In response to the devastating effects of Tropical Storm Irene in 2011, the Ausable River Association is leading an effort to enhancing flood resilience and stream health in the East Branch of the Ausable River. Read the details and mission of the project in the news release below:
The Ausable River Association (AsRA) and its partners will lead a $1.1 million effort to restore flood resilience and stream health to the East Branch of the Ausable River in the Town of Jay. Ecosystem Planning and Restoration of Maryland, Erik Sandblom PC, and Fitzgerald Environmental Associates, both from Vermont, teamed up with AsRA in the successful bid for this project. Additional expertise is being provided by the U.S. Fish and Wildlife Service and Trout Unlimited, Adirondack Chapter.
Funds for the project were awarded to the Town after Tropical Storm Irene and are administered by the Governor’s Office of Storm Recovery.
The East Branch restoration team will use field data, hydrologic and geomorphic models, guidance from the Town government, and input from Jay residents and business owners to develop a comprehensive plan for flood resilience for the East Branch in the Town of Jay. The plan will include conceptual designs of all identified stream and floodplain projects and a scoring matrix for ranking them. This work will be completed by 2019. Two to five of the highest ranking projects will be fully designed, with construction scheduled to start in the summer of 2019. Collection of technical data describing the current state of the river and its floodplain has already begun.

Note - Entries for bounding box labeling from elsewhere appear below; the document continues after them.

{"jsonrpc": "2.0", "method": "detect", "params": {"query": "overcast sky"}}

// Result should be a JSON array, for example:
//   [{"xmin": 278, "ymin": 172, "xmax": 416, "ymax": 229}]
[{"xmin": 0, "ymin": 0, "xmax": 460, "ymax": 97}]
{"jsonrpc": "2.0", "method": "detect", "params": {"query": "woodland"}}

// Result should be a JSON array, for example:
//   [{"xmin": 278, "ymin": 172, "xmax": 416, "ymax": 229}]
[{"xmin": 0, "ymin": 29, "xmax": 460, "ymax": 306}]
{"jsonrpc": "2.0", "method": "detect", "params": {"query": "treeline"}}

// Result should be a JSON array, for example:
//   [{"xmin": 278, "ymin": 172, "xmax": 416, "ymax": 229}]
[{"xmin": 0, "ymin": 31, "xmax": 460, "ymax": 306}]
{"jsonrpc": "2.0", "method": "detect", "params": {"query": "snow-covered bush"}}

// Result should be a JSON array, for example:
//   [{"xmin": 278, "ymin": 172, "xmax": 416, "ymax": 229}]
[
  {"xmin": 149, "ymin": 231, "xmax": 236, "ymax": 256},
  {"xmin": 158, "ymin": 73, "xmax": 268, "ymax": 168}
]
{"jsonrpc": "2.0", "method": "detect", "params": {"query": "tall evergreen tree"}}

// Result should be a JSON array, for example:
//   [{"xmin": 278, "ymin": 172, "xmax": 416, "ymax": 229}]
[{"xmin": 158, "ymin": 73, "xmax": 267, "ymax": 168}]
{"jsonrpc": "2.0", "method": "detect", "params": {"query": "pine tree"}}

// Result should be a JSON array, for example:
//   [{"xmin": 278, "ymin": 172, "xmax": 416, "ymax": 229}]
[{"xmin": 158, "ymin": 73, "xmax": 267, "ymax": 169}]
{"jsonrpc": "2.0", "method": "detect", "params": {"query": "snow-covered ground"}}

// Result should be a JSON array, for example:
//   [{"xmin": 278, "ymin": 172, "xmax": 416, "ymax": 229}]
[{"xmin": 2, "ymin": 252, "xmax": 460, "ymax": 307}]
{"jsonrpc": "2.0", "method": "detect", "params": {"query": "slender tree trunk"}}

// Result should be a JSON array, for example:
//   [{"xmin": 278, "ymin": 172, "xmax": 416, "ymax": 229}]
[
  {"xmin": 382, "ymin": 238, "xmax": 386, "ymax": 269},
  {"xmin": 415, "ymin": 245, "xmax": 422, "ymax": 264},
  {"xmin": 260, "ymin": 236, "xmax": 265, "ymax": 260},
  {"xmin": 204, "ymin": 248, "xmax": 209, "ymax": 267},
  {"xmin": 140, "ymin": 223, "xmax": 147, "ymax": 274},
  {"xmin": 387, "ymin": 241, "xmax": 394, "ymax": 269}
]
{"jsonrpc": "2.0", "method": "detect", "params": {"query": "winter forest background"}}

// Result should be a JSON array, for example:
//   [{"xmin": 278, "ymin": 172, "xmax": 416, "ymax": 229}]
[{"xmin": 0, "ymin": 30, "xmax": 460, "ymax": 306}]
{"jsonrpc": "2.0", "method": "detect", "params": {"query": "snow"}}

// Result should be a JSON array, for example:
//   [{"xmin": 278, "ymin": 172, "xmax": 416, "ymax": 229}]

“The Town of Jay is a leader in applying tested stream restoration science in its efforts to protect the community and restore the Ausable River’s East Branch,” notes Kelley Tucker, AsRA’s Executive Director. “We’ve worked side by side with the town highway crew to replace undersized culverts on Nugent and Jay Mountain Roads. These projects revealed the value of stream restoration as a tool to protect local roads, reducing maintenance costs, and improving stream water quality and habitat.”
“Our priorities after the devastation of Irene were clear: to evaluate and remove the deteriorating Rome Dam, repair the water infrastructure of Au Sable Forks, and start restoring the East Branch in a way that makes it resilient and healthy while protecting town infrastructure,” says Archie Depo, Jay’s Supervisor. “We’ve found the right team to work with our community.”
The Ausable’s East Branch runs through the three hamlets of the Town of Jay. Residents rely on the Ausable watershed for drinking water, recreation, and as a driver for their economy. In 2011, Tropical Storm Irene exposed longstanding vulnerabilities in the river’s capacity to move sediment efficiently. In a healthy river, a typical spring flood moves small sediment efficiently to floodplains and sorts larger materials along its bed and banks. But in a destabilized stream, such as portions of the East Branch today, the same flood scours banks, fills delicate pool habitats with sand, piles cobble in shallow riffles, and cuts off access to floodplains. This restoration effort begins the healing of the East Branch, creating resilience for local communities and a healthy river that can better support recreational uses and habitat.